2 Het College is van oordeel dat de minister de subsidie terecht lager heeft vastgesteld en de te veel ontvangen subsidie heeft teruggevorderd. Artikel 7, eerste lid, aanhef en onder c, van de Kaderwet [3] bepaalt dat de minister, voor zover subsidieverstrekking - waarmee het volledige proces van verlening en vaststelling wordt aangeduid - in strijd zou zijn met de staatssteunregels, een subsidieverlening of subsidievaststelling kan intrekken of ten nadele van de ontvanger kan wijzigen. Dat de minister de subsidie ook lager moet vaststellen in het geval dat meer subsidie is toegekend dan is toegestaan onder het staatssteunplafond, volgt uit paragraaf 3.1 van de Tijdelijke kaderregeling (zie ook de uitspraak van het College van 19 maart 2024, ECLI:NL:CBB:2024:205). Hoewel het College begrijpt dat het voor de onderneming ingrijpend is dat zij door de lagere vaststelling van de subsidie een fors bedrag moet terugbetalen, kan dit er dus niet toe leiden dat zij, in strijd met de Unierechtelijke staatssteunregels, meer subsidie krijgt toegekend dan de voor haar geldende staatssteungrens van € 225.000,-.

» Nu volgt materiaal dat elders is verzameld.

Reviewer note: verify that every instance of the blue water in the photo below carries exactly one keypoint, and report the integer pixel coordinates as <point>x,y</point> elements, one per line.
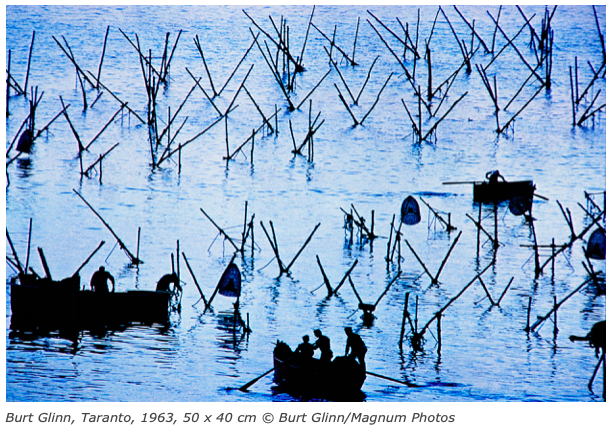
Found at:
<point>485,354</point>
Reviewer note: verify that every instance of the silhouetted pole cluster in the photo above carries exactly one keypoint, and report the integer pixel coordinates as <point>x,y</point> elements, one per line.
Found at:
<point>274,244</point>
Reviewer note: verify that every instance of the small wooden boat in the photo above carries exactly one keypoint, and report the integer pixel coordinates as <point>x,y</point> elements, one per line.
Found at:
<point>340,380</point>
<point>496,192</point>
<point>46,305</point>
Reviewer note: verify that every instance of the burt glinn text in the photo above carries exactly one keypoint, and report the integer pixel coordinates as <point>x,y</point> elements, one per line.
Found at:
<point>283,418</point>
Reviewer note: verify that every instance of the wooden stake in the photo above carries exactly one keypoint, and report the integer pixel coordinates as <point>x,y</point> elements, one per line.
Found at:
<point>404,314</point>
<point>134,260</point>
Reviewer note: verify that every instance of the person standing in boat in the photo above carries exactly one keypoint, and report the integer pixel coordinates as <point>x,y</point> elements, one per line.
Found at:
<point>357,347</point>
<point>493,177</point>
<point>323,345</point>
<point>165,282</point>
<point>305,351</point>
<point>98,283</point>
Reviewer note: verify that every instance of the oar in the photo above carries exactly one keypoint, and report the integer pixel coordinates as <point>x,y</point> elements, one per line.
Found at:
<point>411,385</point>
<point>255,380</point>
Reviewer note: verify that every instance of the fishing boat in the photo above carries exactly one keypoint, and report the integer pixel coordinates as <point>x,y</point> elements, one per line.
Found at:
<point>340,380</point>
<point>495,192</point>
<point>45,305</point>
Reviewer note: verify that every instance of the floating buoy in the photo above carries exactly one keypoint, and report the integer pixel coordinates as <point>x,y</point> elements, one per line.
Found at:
<point>596,245</point>
<point>24,145</point>
<point>410,211</point>
<point>519,205</point>
<point>230,283</point>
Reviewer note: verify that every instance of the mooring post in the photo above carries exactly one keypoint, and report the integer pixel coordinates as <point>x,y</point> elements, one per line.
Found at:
<point>29,59</point>
<point>138,241</point>
<point>495,226</point>
<point>438,331</point>
<point>28,251</point>
<point>416,307</point>
<point>555,316</point>
<point>527,329</point>
<point>404,314</point>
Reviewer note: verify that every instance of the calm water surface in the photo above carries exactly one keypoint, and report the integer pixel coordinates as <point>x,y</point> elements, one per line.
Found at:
<point>485,355</point>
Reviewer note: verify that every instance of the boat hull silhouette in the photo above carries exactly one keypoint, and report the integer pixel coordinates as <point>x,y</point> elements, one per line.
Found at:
<point>43,304</point>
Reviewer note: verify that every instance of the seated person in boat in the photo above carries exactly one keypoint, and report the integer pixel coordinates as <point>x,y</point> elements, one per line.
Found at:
<point>357,347</point>
<point>305,351</point>
<point>323,345</point>
<point>493,177</point>
<point>166,280</point>
<point>98,283</point>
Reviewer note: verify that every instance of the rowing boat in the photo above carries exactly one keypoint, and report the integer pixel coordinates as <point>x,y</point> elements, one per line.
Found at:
<point>496,192</point>
<point>340,380</point>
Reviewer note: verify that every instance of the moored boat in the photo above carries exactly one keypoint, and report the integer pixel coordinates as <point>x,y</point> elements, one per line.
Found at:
<point>47,305</point>
<point>341,379</point>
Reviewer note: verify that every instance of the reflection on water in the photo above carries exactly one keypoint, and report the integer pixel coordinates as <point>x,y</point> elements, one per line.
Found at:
<point>483,352</point>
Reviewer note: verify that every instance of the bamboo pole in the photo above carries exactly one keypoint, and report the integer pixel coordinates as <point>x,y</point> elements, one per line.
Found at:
<point>81,147</point>
<point>439,312</point>
<point>420,262</point>
<point>179,148</point>
<point>404,315</point>
<point>220,230</point>
<point>274,246</point>
<point>99,159</point>
<point>29,60</point>
<point>104,127</point>
<point>72,59</point>
<point>119,100</point>
<point>44,262</point>
<point>411,48</point>
<point>346,275</point>
<point>204,92</point>
<point>134,260</point>
<point>377,99</point>
<point>313,89</point>
<point>541,319</point>
<point>17,262</point>
<point>207,305</point>
<point>473,29</point>
<point>447,256</point>
<point>505,291</point>
<point>333,45</point>
<point>88,259</point>
<point>281,47</point>
<point>100,64</point>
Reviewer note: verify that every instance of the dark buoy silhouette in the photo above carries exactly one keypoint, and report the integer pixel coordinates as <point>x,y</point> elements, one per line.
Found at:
<point>596,337</point>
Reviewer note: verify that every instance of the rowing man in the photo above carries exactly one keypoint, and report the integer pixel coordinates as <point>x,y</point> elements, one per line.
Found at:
<point>98,283</point>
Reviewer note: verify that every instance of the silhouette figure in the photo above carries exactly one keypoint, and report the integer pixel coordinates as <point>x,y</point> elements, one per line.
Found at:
<point>493,176</point>
<point>98,282</point>
<point>166,280</point>
<point>24,145</point>
<point>596,337</point>
<point>305,349</point>
<point>323,345</point>
<point>357,347</point>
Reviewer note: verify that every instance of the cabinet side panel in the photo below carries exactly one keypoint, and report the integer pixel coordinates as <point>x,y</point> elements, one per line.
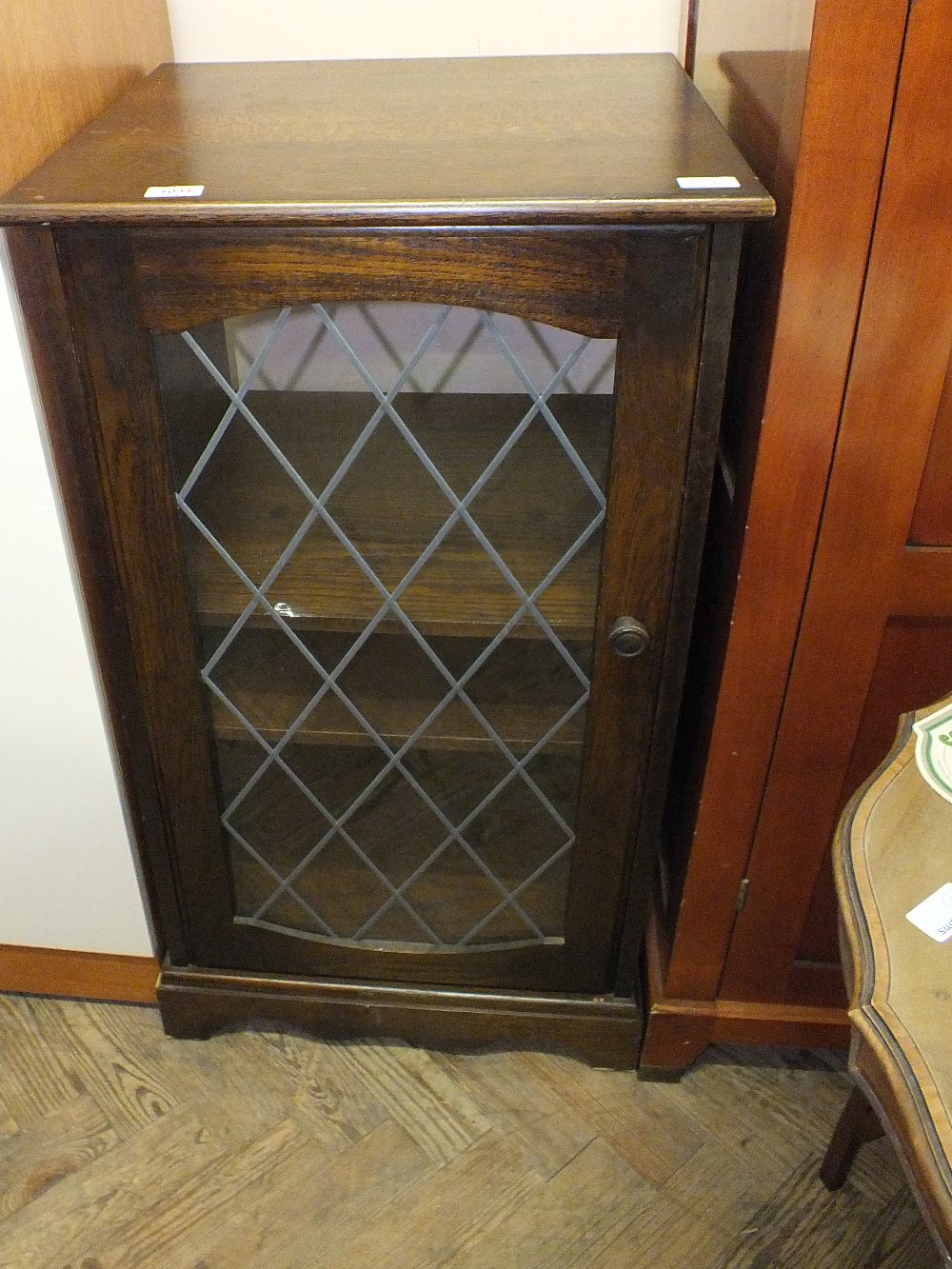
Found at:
<point>830,224</point>
<point>125,431</point>
<point>48,321</point>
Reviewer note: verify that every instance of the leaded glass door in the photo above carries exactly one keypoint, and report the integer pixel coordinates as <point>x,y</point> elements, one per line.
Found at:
<point>395,536</point>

3 Dat het staatssteunplafond vanaf Q4 2021 is vastgesteld op € 290.000,- en dat de ondernemer onder het hogere staatssteunplafond mogelijk meer subsidie zou hebben ontvangen, leidt niet tot een andere conclusie. Tussen partijen is niet in geschil dat het staatssteunplafond op grond van de TVL voor de subsidieperiode Q3 van 2021 € 225.000,- bedroeg. De minister toetst per subsidieperiode aan het voor die periode geldende staatssteunplafond. Dat het staatssteunplafond in latere periodes is verhoogd, kan dus niet leiden tot de door de onderneming gewenste uitkomst.
4 De conclusie is dat dat de minister de subsidie terecht lager heeft vastgesteld.
w.g. R.W.L. Koopmans w.g. L. van Loon

Voetnoten

1.Regeling subsidie vaste lasten financiering COVID-19.
2.de Tijdelijke kaderregeling inzake staatssteun ter ondersteuning van de economie vanwege de huidige COVID-19-uitbraak.